News Icon 03/12/2014

Walking through the English countryside on a glorious winter morning, it is hard to imagine that a battle is raging over the future of our food and the countryside. Dappled shades of green and brown line my path; glistening grass gently kissed by the weak morning sun; heavy dew spits from my boots with every step. Winter thrushes, recently arrived from Scandinavia, feast on berries; cattle dot the hillside grazing on the last of the now distant summer growth.

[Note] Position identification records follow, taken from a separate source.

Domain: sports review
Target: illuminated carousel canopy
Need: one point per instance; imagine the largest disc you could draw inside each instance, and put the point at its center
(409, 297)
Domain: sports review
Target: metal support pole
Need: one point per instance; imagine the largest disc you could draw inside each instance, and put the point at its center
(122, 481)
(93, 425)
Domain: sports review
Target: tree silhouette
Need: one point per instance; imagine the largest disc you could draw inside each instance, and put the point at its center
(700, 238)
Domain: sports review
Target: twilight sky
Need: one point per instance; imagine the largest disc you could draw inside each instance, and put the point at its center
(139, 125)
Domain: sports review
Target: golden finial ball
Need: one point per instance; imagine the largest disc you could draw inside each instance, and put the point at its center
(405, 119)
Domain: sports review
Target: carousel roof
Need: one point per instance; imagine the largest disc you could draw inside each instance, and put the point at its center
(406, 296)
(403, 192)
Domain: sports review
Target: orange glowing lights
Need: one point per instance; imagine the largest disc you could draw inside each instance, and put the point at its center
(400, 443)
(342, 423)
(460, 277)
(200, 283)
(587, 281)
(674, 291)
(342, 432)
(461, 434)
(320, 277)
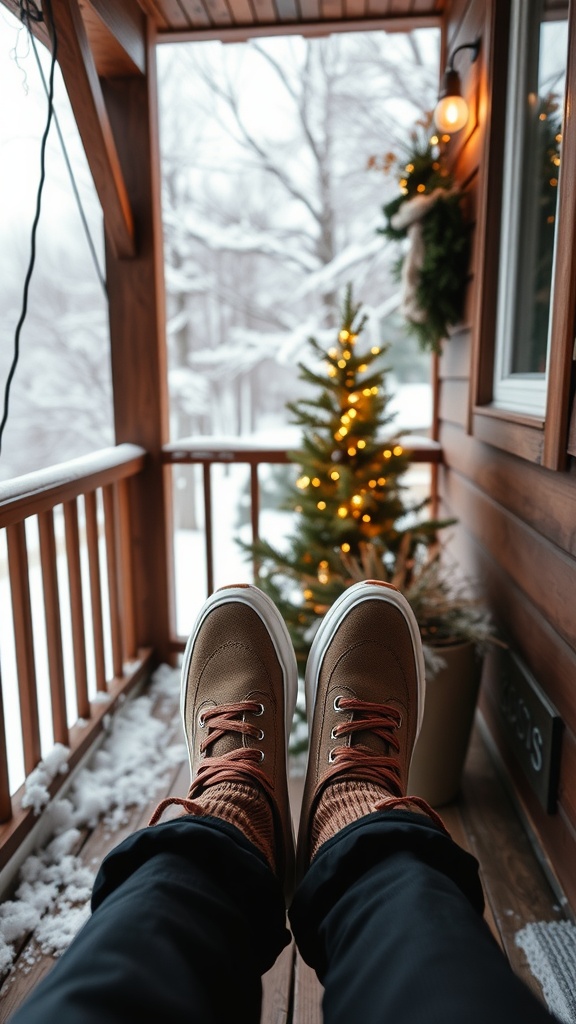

I live in the rural south of England where pasture, hedgerows and wildlife are very much part of the landscape. Yet, under the guise of ‘sustainable intensification’, battle lines have been drawn; a more industrial approach to farming, with little room for luxuries like animals out in the fields, is now seen as the way forward. After all, we need to feed a growing population – billions of extra mouths are expected on the planet within decades. This will mean, like it or not they say, animals confined in mega-farms, disappearing from the landscape and replaced by crops grown in prairies with the aid of chemical pesticides and fertilisers.

Things have been moving in this direction for a while, but now the pace is quickening. The strain is already showing; farmland birds that were once common in Britain are at an all-time low; bees have declined below what is needed for the proper pollination of crops in Europe; and concern grows about the quality of food on supermarket shelves – where it comes from, how it is produced and what it’s doing to our health.

What the intensive farming lobby doesn’t acknowledge is that the system already produces enough to feed everybody – and plenty more besides. Industrial farming now makes up a third of global production and is responsible for the greatest damage and the greatest inefficiency. The biggest single area of food waste comes not from what we throw in the bin but from feeding crops that might feed human beings to industrially reared animals, losing much of its calorific value in the process.

And that really brings us to the crux of Farmageddon; far from being an uninterrupted series of warnings or horror stories, it is above all a story of hope. It shows that grazing animals on pasture, converting things people can’t eat – grass and marginal lands – into things they can, meat, milk and eggs, is a far saner way of producing food.

Farmageddon was launched on a February night in a packed London bookshop, with Joanna Lumley declaring it ‘food’s An Inconvenient Truth. Favourable reviews were received from much of the UK’s broadsheet press along with much positive feedback from engaged audiences in North America, India, South Africa and also in Brussels. In the UK I had the pleasure of meeting so many people concerned about the future of food.

I found myself described in a myriad of ways, from patron saint of chickens to one of industrial farming’s fiercest critics. It was particularly pleasing to see the Presidency of the European Union grasping the nettle by holding a conference in Brussels called, ‘Averting Farmageddon: Sustainable Food for All’; an event opened by two government ministers and a senior UN official. Now we must keep up the momentum and make the message stick.

Along the way, I felt a shift in the discussion; a more questioning approach toward the idea that intensification of animal rearing is somehow efficient and necessary; as Farmageddon shows, it is actually wasteful and inefficient.

In writing Farmageddon, I set out to explore the tentacles of the global food system. I was joined by the then Political Editor of the Sunday Times, Isabel Oakeshott, who came to the project with a combination of political savvy and the eyes of a new mother concerned about how best to feed her family. Together, we dived beneath the surface of the food industry to find out what’s really going on. It was exhilarating, harrowing, sobering, eye-opening, often astounding, but above all it was life-affirming. It was a journey that deepened my commitment to bringing about much needed change for the benefit of animals, people and the planet. Thank you so very much for all your support.